Self-hosted CI. Local-first deployment. Source replication that doesn’t depend on a forge. Settlement that proves it served you. Every piece ships its protocol, its evidence model, and a forkable playbook so any community can adopt it, audit it, or replace it.
// no premine · no roadmap · no issuer · no censorship
The thesis
Most “decentralized” projects re-introduce a central forge for source, a hosted CI provider for tests, a SaaS dashboard for deployment, and a custodial platform for any interaction with money. Each handoff is a capture surface. A community that depends on those handoffs does not, in practice, run its own infrastructure — it rents it.

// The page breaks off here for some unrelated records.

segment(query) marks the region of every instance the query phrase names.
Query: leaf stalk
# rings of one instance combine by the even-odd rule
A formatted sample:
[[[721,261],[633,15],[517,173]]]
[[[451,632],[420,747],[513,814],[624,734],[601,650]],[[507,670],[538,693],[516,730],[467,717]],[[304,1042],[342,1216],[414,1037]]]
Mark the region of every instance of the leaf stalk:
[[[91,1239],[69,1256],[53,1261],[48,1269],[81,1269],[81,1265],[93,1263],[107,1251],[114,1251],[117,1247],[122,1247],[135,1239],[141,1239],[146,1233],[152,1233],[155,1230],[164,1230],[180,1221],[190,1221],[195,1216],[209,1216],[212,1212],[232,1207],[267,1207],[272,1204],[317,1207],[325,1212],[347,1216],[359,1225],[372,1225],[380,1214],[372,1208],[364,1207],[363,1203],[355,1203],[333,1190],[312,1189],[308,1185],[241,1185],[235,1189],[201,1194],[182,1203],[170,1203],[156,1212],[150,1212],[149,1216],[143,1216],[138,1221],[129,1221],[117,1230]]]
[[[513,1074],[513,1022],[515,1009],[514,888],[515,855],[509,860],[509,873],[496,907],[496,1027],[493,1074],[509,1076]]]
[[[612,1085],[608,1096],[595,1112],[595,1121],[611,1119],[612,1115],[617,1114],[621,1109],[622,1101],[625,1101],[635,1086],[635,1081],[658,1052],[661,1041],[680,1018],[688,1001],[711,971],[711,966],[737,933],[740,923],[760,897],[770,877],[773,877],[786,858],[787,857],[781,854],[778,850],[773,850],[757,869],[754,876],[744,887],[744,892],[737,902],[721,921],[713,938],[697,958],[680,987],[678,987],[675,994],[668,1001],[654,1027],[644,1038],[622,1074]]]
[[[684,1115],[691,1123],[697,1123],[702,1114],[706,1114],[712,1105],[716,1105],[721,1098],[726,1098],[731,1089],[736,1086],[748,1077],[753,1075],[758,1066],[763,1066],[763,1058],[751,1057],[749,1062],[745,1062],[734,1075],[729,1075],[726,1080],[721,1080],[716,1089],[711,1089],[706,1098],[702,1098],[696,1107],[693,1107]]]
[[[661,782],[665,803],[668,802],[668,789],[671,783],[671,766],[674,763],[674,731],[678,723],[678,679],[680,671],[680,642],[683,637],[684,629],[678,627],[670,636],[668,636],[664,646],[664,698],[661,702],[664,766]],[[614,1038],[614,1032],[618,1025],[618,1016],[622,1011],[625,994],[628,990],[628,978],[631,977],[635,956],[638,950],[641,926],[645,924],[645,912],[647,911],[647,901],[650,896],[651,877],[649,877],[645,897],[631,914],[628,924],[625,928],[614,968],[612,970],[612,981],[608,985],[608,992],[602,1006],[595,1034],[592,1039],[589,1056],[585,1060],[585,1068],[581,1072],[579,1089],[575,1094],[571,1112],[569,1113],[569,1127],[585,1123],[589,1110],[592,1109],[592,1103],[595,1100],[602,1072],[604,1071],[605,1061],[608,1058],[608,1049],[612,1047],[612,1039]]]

The projects below pull each of those layers back into the community. Source replicates over Radicle. CI builds locally and publishes attestations on disk. Deployment binds approved bytes to a hash and verifies on install. Service settlement is gated by evidence and resolved off-chain. Every protocol is versioned, language-agnostic, and forkable.
The four projects
poor-mans-ci
Self-hosted CI for source-controlled communities. Runs tests and builds without GitHub Actions or any centralized provider, publishes signed attestations + artifact hashes, and treats the evidence as the contract.
poor-mans-cd
Local-first continuous delivery control plane. Deploys exact bytes by release manifest, refuses anything that doesn’t match its sha256, and writes audit-grade receipts to disk. A dashboard that rebuilds state from local files alone.
radicle-seed-kit
Always-on Radicle seed node automation. Keeps private repos replicated, helps NAT’d collaborators mirror without exposing keys, and provides the availability layer the rest of the suite assumes.
radicle-priorities
The canonical backlog protocol. Treats BDD .feature files as
the single source of truth and Radicle issues as the collaboration
surface, so the backlog replicates with the code.
(See extremebdd.com for the
methodology site.)
What comes next
Additional projects in the same family are queued. The first is ECSC — evidence-coupled service channels: a protocol for bilateral service settlement over ordinary Lightning channel updates, gated by a verifiable rule that no signed service state exists without valid service evidence. It will land here as its own project page when the protocol freezes.